Taxpayers put up nearly $50,000 for two conference videos featuring an actor recreating a famous scene from Patton; more than $280,000 above authorized costs for stays at the opulent World Center Marriott in Orlando; and nearly $98,000 for “unnecessary promotional items,” such as pens and water bottles. The report also found that VA employees accepted unauthorized gifts from Marriott, including helicopter rides and tickets to the Rockettes.
“It is blatantly clear that VA does not know how much it spends on conferences. That has been apparent from contradictory information provided to the committee in testimony and documents,” House Veterans Affairs Committee Chairman Jeff Miller (R-Fla.) said in a statement. “But to put this specific conference into context, the OIG found that $762,197 of the overall costs were wasteful. As a comparison, the entire GSA (Government Services Administration) conference held last year in Las Vegas totaled $823,000.”
The reasons for the resignation of Sepulveda, an Obama appointee, are made abundantly clear in the report, which forms a broad-edged indictment of his leadership, citing his lack of control over his own department and challenging him on a transparent lie—which he later owned up to—that he had never seen the “Patton” videos.
At least seven other high-ranking VA employees, including VA Chief of Staff John Gingrich, were also implicated in the scandal. Their fate is unclear.

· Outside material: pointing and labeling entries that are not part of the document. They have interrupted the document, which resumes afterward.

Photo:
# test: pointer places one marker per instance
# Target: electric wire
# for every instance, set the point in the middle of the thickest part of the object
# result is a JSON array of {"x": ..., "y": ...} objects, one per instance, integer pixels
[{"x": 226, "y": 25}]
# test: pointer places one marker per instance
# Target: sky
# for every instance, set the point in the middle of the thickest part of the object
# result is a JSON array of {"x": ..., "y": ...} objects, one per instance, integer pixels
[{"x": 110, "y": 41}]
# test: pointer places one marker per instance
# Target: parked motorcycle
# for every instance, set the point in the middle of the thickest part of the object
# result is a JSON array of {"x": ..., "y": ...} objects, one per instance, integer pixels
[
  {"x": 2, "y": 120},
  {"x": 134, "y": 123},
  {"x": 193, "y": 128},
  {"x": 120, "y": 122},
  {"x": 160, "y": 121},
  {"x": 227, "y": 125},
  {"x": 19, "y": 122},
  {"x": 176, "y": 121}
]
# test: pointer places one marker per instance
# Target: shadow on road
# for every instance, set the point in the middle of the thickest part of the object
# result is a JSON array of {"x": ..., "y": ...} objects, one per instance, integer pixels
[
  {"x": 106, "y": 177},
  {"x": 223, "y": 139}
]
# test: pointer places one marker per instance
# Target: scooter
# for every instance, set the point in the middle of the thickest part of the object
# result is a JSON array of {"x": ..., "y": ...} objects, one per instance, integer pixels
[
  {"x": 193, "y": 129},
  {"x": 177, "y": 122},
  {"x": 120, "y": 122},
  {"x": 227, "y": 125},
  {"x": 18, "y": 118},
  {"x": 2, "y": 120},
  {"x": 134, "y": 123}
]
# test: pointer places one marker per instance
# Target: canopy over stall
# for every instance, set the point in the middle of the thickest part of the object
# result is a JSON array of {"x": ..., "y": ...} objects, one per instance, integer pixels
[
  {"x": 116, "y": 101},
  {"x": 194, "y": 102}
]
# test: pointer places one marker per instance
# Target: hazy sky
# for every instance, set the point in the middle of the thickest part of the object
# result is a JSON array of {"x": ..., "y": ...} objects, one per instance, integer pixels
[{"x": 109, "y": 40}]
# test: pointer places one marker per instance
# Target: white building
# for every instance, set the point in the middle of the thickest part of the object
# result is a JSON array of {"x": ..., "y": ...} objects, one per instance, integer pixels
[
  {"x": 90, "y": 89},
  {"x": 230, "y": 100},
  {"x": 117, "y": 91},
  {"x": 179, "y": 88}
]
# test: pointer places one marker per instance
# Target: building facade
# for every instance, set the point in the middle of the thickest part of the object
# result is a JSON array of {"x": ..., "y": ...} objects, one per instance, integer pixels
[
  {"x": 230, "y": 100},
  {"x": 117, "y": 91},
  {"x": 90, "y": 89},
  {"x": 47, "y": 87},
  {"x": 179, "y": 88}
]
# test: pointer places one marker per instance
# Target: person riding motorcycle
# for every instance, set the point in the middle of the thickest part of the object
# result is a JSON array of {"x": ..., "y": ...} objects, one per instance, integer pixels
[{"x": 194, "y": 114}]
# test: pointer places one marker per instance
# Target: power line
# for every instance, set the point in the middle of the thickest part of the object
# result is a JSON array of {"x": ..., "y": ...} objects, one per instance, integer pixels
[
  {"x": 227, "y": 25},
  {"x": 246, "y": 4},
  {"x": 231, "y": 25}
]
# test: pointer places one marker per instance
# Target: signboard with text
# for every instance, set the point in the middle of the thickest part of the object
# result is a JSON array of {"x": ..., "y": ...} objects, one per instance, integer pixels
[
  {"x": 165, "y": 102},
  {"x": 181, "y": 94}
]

“I think what we need to do is dig into the inspector general’s report and try to identify two things: all the people that were involved in making these flawed decisions to spend money on these conferences, and then try to see if there is a way to develop a repair,” said House Veterans Affairs Committee member Bill Flores (R-Texas). “What’s harder is to try to find what’s wrong with the culture of the VA and getting it fixed. I truly wish we could make it a service-oriented organization.”
Miller too said he wanted more accountability and perhaps more turn-over.
In a written response to Human Events, he said there needed to be a full accounting of who was responsible for what in the conference boondoggle.
“When I look at these findings, and see the spending spree VA employees went on, I ask, and have been asking VA, who is responsible? Who is in charge? We hear the same excuse over and over again from VA, that they have taken action, but the Committee rarely, if ever, receives any documentation regarding what actions have specifically been taken to ensure this type of abuse doesn’t occur in the future.”
In light of a backlog that has kept hundreds of thousands of veterans waiting up to a year to get their disability claims approved at the VA, some think accounting for this kind of careless waste should go straight to the top. Jim Strickland, manager of VAWatchdog.org, noted that VA Secretary Eric Shinseki gave a speech at the Democratic National Convention touting the accomplishments of the department under the current administration, with no mention of the scandal or the backlog.
“If Obama wanted the veteran vote, why would he let things like this happen?” Strickland said. “How does a veteran go out and vote for a president who has appointed a secretary who would let this happen?”
Miller said he has made a second request to Shinseki for a full accounting of all VA conference spending.